Legislative Leaders Want Death Penalty Restarted in North Carolina | Eastern NC Now

The recent killings of four workers at an eastern N.C. prison have prompted the legislature's top two officers to call for the return of capital punishment in North Carolina

ENCNow
    Publisher's note: This post was created by the staff for the Carolina Journal, John Hood Publisher.

    The recent killings of four workers at an eastern N.C. prison have prompted the legislature's top two officers to call for the return of capital punishment in North Carolina.

    Senate leader Phil Berger, R-Rockingham, and House Speaker Tim Moore, R-Cleveland, issued a joint news release Friday afternoon calling on Gov. Roy Cooper and state Attorney General Josh Stein "to restart the death penalty in North Carolina."

    "For over a decade, death penalty opponents like Roy Cooper and Josh Stein have imposed a de facto moratorium on capital punishment in North Carolina, using every legal trick possible - including inaction - to delay death sentences handed down by juries and deny justice to victims," said Berger. "No matter what they say, Cooper's and Stein's indifference and failure to fight the moratorium endangers the lives of prison employees in close proximity to hardened murderers with nothing left to lose, who see no possibility they will face execution for killing again."

    The request from Berger and Moore followed Wednesday's news that Pasquotank County District Attorney Andrew Womble would seek the death penalty against four inmates charged with first-degree murder. Each defendant is charged in the October killings of three state correctional officers and a manager of a prison rehabilitative work program.

    Those killings took place as inmates attempted escape from Pasquotank Correctional Institute.
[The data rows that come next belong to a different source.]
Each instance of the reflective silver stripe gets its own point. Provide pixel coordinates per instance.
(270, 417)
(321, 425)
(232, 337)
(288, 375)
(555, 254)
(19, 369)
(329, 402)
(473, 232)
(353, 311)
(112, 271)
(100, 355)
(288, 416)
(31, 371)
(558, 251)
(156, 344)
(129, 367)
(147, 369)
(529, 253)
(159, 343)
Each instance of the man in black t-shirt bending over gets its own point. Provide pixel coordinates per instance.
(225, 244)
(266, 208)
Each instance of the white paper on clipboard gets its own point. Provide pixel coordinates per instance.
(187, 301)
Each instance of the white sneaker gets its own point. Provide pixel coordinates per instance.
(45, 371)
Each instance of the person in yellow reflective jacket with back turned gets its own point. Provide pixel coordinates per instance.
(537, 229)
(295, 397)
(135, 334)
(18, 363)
Their attacks with scissors and hammers injured eight other prison employees.

    "In light of the prosecutor's decision to pursue the death penalty, Governor Roy Cooper and Attorney General Josh Stein need to make certain, should a jury sentence these men to death, that those sentences are carried out," said Moore.

    North Carolina has 143 inmates living on death row. The state has conducted no executions since 2006.